26 de diciembre de 2015

Por qué he robado

Señores:
Ahora sabéis quien soy: un rebelde que vive del producto de sus robos. Aún más: he incendiado hoteles y he defendido mi libertad contra la agresión de los agentes del poder. He puesto al descubierto toda mi existencia de lucha; la someto, como un problema, a vuestras inteligencias. No reconociendo a nadie el derecho de juzgarme, no imploro ni perdón ni indulgencia. Nada solicito a quienes odio y desprecio. ¡Sois los más fuertes! Disponed de mí de la manera que lo entendáis, mandadme al presidio o al patíbulo, ¡poco me importa! Pero antes de separarnos, dejadme deciros unas últimas palabras.

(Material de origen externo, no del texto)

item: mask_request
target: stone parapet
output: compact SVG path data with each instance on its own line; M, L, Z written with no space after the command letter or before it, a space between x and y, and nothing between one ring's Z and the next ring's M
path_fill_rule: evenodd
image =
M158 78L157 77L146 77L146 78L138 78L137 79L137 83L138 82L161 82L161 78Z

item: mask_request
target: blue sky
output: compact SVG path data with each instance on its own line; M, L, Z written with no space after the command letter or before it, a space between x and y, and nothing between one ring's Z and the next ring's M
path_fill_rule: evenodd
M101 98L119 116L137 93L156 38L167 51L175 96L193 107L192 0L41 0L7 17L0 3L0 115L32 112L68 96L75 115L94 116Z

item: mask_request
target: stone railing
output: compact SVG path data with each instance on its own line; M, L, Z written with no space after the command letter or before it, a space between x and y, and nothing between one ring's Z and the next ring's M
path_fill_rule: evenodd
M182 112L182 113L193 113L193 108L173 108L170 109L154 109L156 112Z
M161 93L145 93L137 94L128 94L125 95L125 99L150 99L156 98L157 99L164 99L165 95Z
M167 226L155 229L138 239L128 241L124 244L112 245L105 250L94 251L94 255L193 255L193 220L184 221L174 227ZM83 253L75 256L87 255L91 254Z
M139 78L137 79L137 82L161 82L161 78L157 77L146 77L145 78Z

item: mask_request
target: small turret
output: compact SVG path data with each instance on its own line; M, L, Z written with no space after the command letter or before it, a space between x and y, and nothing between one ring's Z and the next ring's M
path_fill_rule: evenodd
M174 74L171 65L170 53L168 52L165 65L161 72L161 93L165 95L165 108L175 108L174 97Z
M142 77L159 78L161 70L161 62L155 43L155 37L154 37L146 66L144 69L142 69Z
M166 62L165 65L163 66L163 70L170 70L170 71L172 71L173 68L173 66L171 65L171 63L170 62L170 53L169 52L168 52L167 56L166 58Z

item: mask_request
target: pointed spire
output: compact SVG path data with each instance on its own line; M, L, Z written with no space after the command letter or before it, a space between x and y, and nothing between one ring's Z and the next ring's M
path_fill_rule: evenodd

[…] No soy ni rentista ni propietario, […] no soy más que un hombre que sólo tiene sus brazos y su cerebro para asegurar su conservación. […] La sociedad no me concedía más que tres clases de existencia: el trabajo, la mendicidad o el robo. El trabajo, lejos de repugnarme, me agrada, el hombre no puede estar sin trabajar, sus músculos y su cerebro poseen una cantidad de energía para gastar. Lo que me ha repugnado es tener que sudar sangre y agua por la limosna de un salario, crear riquezas de las cuales seré frustrado. En una palabra: me ha repugnado darme a la prostitución del trabajo. La mendicidad es el envilecimiento, la negación de cualquier dignidad. Cualquier hombre tiene derecho al banquete de la vida. El derecho de vivir no se mendiga, se toma. El robo es la restitución, la recuperación de la posesión. En vez de encerrarme en una fábrica, como en un presidio; en vez de mendigar aquello a lo que tenía derecho, preferí sublevarme y combatir cara a cara a mis enemigos haciendo la guerra a los ricos, atacando sus bienes… Ciertamente, veo que hubierais preferido que me sometiera a vuestras leyes; que, obrero dócil, hubiese creado riquezas a cambio de un salario irrisorio y, una vez el cuerpo ya usado y el cerebro embrutecido, hubiese ido a reventar en un rincón de la calle. Entonces no me llamaríais “bandido cínico”, sino “obrero honesto”. Con halago me hubierais incluso impuesto la medalla del trabajo. Los curas prometen el paraíso a sus embaucados; vosotros sois menos abstractos, les ofrecéis papel mojado.
[…] Pero prestad atención; todo tiene un tiempo. Todo lo que se construye por la astucia y la fuerza, la astucia y la fuerza pueden destruirlo. El pueblo evoluciona cada día. […] El minero que gana su pan en las entrañas de la tierra, sin ver jamás lucir el sol, puede morir de un momento a otro, víctima de una explosión de grisú; el pizarrero que deambula por los tejados puede caer y hacerse mil pedazos; el marinero conoce el día de su partida pero ignora si volverá a puerto. […] Y hasta los gendarmes, los policías, […] por un hueso que les dais a roer, encuentran la muerte en la lucha que emprenden vuestros enemigos. […] La represión, lejos de ser un remedio, un paliativo, no es sino una agravación del mal. Las medidas correctivas no pueden más que sembrar el odio y la venganza. Es un ciclo fatal. […] Si opté por el robo no fue por una cuestión de ganancias, sino por una cuestión de principios, de derecho. Preferí conservar mi libertad, mi independencia, mi dignidad de hombre, que hacerme artesano de la fortuna de un amo. […] También yo quisiera vivir en una sociedad en la que el robo fuera desterrado. No apruebo y no he usado el robo sino como medio de rebelión para combatir el más inicuo de todos los robos: la propiedad individual. Para destruir, en efecto, hace falta destruir su causa. Si hay robo es porque hay abundancia de una parte y escasez de otra; es porque todo no pertenece más que a unos pocos. La lucha no acabará hasta que todos los hombres pongan en común sus alegrías y sus penas, sus trabajos y sus riquezas; hasta que todas las cosas pertenezcan a todos.
Anarquista revolucionario, he hecho la revolución.
Venga la Anarquía.
*MARIUS JACOB (1905)
 
*Marius Jacob, anarquista, miembro del conocido grupo Los trabajadores de la noche, que, entre 1900 y 1903, perpetró más de 150 robos en domicilios de ricos, hoteles de lujo, castillos, iglesias… Fue detenido en 1903 y juzgado en la Audiencia de Amiens entre el 8 y el 22 de marzo de 1905.
El texto anterior es un extracto de la declaración de inculpación que Jacob, de modo voluntario, leyó ante los jueces. Se titula Por qué he robado. La versión íntegra está publicada en Apaches. Los salvajes de París, Madrid, La Felguera Editores, Col. Memorias del Subsuelo, noviembre 2014.